Classroom lesson · Brazzaville · 🇨🇬 Republic of the Congo

Brazzaville

A vibrant capital city facing Kinshasa across the Congo River

Photo · Wikimedia Commons

What is it?

Brazzaville is the capital city of the Republic of the Congo and one of the most exciting cities in Central Africa. It sits right on the bank of the mighty Congo River, and if you look across the water you can see another capital city — Kinshasa, in the Democratic Republic of the Congo. These two capitals are the closest pair of capital cities in the entire world!

Tell me more

Brazzaville is a busy, colourful city with busy markets, lively music pouring from cafés and huge trees lining wide avenues. The city was named after an Italian-French explorer called Pierre Savorgnan de Brazza, who helped map the area in the 1880s. Today it is home to nearly two million people from hundreds of different ethnic groups.

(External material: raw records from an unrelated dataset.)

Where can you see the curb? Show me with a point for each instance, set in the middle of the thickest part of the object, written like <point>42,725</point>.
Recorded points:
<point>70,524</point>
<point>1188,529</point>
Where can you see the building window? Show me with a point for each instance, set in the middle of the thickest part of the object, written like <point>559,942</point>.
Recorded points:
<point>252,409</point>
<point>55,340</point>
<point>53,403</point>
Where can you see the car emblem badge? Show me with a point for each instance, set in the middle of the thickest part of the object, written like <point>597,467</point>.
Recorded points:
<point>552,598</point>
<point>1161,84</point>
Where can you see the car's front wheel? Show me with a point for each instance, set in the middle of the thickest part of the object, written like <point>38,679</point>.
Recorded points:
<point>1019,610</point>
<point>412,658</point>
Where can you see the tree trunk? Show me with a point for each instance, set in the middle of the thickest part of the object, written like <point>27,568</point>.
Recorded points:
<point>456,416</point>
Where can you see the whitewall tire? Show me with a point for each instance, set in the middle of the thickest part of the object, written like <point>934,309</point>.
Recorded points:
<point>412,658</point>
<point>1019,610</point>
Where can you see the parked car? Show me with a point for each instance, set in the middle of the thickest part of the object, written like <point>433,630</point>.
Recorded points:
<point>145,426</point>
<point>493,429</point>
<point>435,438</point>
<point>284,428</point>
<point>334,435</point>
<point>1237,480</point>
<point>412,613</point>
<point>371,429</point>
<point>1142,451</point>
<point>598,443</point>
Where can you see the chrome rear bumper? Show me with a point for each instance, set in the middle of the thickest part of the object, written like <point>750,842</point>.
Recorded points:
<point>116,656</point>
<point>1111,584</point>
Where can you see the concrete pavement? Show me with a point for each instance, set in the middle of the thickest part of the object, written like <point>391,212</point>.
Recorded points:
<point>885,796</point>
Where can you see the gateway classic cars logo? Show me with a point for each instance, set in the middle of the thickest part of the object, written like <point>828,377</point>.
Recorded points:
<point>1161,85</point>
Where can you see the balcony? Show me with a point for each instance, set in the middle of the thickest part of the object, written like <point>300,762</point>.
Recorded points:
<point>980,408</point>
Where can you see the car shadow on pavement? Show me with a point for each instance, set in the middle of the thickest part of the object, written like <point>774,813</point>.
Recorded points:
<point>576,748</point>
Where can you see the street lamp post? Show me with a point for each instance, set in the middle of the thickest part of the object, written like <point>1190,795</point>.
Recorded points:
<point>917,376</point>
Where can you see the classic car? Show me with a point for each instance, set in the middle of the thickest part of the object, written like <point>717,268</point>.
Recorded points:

The Congo River here is enormous — at some points it is over 10 kilometres wide, making it look almost like a sea. Ferries carry people, motorbikes and goods back and forth between Brazzaville and Kinshasa every day, making the two cities feel like very close neighbours even though they are in separate countries.

The city is known as the birthplace of soukous, a wonderfully energetic style of music and dance that spread from Brazzaville and Kinshasa to the rest of Africa and then the whole world. On weekends, people gather in open-air spaces to dance to live bands playing guitar, bass and fast, exciting rhythms.

In the classroom

Walk your class through this in 15 minutes.

Talk together

Discussion prompts

  1. 01Imagine you could look out of your bedroom window and see another country's capital city. What would that feel like?
  2. 02Why might living near a big river make a city grow busy and important?
  3. 03Music from Brazzaville spread all over the world. Can you think of any music from your country that people in other places enjoy?
Try this

Classroom activity

Draw a simple map showing Brazzaville on one side of the Congo River and Kinshasa on the other. Mark the river, add a ferry crossing it and label both cities and their countries. Then write three things that the two cities might share because they are so close.